Muslim Canadians want to launch the lawsuit, said Salam Elmenyawi, president of the Muslim Council of Montreal, because the security certificates have been — with just one exception — used against Muslims.
“It’s harming our community,” Elmenyawi said in an interview. “The process of applying the law has been very discriminatory.”
Elmenyawi has never met Charkaoui, the suspected terrorist. But the man’s guilt or innocence is not the point, he says.
“It’s about the process. The things Charkaoui is accused of — like travelling to Pakistan — apply to many Muslims. CSIS seems to believe every Muslim is a sleeper and you just have to push a button and they become a terrorist.”
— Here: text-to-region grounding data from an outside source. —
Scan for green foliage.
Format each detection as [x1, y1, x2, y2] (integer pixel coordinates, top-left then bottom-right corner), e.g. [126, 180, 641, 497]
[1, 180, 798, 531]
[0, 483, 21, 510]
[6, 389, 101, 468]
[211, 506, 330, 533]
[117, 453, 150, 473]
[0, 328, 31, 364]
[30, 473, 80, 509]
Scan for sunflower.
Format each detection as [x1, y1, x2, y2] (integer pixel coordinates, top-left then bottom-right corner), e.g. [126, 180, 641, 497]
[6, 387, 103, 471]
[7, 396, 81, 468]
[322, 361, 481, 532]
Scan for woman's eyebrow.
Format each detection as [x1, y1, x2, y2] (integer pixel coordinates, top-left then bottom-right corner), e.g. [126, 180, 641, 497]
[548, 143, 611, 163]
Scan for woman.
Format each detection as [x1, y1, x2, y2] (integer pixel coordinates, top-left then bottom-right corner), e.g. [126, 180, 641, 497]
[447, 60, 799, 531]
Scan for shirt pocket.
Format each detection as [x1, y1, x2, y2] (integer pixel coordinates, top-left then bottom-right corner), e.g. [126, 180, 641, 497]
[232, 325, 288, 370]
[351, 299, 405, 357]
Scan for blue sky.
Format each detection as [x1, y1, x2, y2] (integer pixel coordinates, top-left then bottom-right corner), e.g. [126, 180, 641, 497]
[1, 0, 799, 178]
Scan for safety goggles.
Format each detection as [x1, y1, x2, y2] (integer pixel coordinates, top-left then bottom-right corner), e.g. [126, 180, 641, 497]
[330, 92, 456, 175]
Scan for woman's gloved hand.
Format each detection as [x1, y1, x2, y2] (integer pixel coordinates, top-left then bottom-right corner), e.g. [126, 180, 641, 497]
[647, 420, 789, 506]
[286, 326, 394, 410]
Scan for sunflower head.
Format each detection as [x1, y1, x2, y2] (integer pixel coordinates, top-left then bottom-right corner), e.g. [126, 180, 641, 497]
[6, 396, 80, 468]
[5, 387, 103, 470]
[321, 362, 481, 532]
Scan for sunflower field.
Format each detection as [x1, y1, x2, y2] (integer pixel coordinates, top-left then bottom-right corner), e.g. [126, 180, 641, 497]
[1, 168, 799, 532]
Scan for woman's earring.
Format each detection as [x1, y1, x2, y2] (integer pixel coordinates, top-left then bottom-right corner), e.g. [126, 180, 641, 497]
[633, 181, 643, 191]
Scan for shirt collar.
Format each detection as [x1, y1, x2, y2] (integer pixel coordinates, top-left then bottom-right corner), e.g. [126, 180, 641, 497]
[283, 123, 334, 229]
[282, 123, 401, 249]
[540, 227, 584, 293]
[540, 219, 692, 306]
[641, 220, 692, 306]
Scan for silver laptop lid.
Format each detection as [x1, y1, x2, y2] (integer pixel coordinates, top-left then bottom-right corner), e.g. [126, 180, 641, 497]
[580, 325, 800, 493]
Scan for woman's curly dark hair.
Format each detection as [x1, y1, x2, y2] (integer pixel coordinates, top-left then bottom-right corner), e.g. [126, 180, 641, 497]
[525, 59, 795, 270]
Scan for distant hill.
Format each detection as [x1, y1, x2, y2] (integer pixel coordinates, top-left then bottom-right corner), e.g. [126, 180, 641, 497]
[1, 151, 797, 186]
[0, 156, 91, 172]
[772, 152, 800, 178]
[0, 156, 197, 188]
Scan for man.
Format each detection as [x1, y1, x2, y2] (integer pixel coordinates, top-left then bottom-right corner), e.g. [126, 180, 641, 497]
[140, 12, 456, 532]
He says a lawsuit would be a costly affair, “but we’re getting very serious. We’re sick of this treatment. The issue for us is fundamental justice and to make sure our politicians will not abuse the Canadian laws,” Elmenyawi added.
“We want the charges, the secret evidence and the foreign evidence to be brought forward and be open to everybody. The lack of proper checks and balances in the process of compiling foreign and secret evidence is very dangerous.”
Solicitor-General Wayne Easter, whose department operates CSIS, would not discuss the Charkaoui matter or two other similar cases in Ottawa and Toronto saying they are before the courts.
Charkaoui and his lawyers are not allowed to see the evidence against him or know its source “for reasons of national security”. Only the Federal Court judge who will be hearing the case is allowed to see the entire dossier.
The summary of the documents show they allege Charkaoui, who was living in Montreal, is or was a member of Al Qaeda, is “a danger to the security of Canada” and could “engage in terrorism”.
The summary includes a heavily edited mention of a plot by a Montrealer of Sudanese origin to blow up an Air France jet. It does not name the Sudanese suspect nor does it say what if anything Charkaoui had to do with the conspiracy.
Other CSIS documents often mention Abousofian Abdelrazik, a Montrealer from Sudan whom CSIS describes as a high-ranking jihadist close to Abou Zubeida, lieutenant for Osama bin Laden, and responsible for recruiting and running the network of terrorist training camps in Afghanistan.
Charkaoui admits meeting Abdelrazik in Montreal on several occasions in the summer of 2001.
The man’s next hearing in Federal Court is scheduled for Jul. 2. If his lawyer fails to convince the judge to grant bail, Charkaoui will likely be deported to Morocco.
At a conference last week in Montreal, his sister, Hind, denounced Charkaoui’s treatment. They came to Canada together in 1995, and Adil Charkaoui spent the last eight years in Canada teaching, studying, and working at a series of jobs, his sister said.
“We thought we’d arrived in a country of justice, a country of the law,” Hind Charkaoui told the Montreal Gazette newspaper. Detention without trial goes against basic human rights, she added. “This is a regression to mediaeval practices that are arbitrary. What happened to my brother could happen to any of you.”
The rarely used security certificate process has been part of the Immigration and Refugee Protection Act since the early 1990s. Recently, it has been used mainly against Muslims, like Charkaoui, suspected of being terrorists.
CSIS claims Charkaoui joined Al Qaeda while travelling in Pakistan and was in regular contact with suspected terrorists. It alleges he is a “sleeper” agent who has not committed any crimes but was ready to act when ordered to do so.
The court documents list several suspected or convicted Al Qaeda terrorists Charkaoui is alleged to have known, including Ahmed Ressam, who was convicted of planning to bomb the Los Angeles airport during millennium celebrations.
CSIS claims that in 1998 Charkaoui spent five months in Pakistan, at the same time as Ressam and Zacharias Moussaoui, the alleged backup 20th hijacker in the Sept. 11 attacks. They supposedly trained at the Khaldun Al Qaeda camp in Afghanistan on the Pakistan border.—Dawn/InterPress News Service.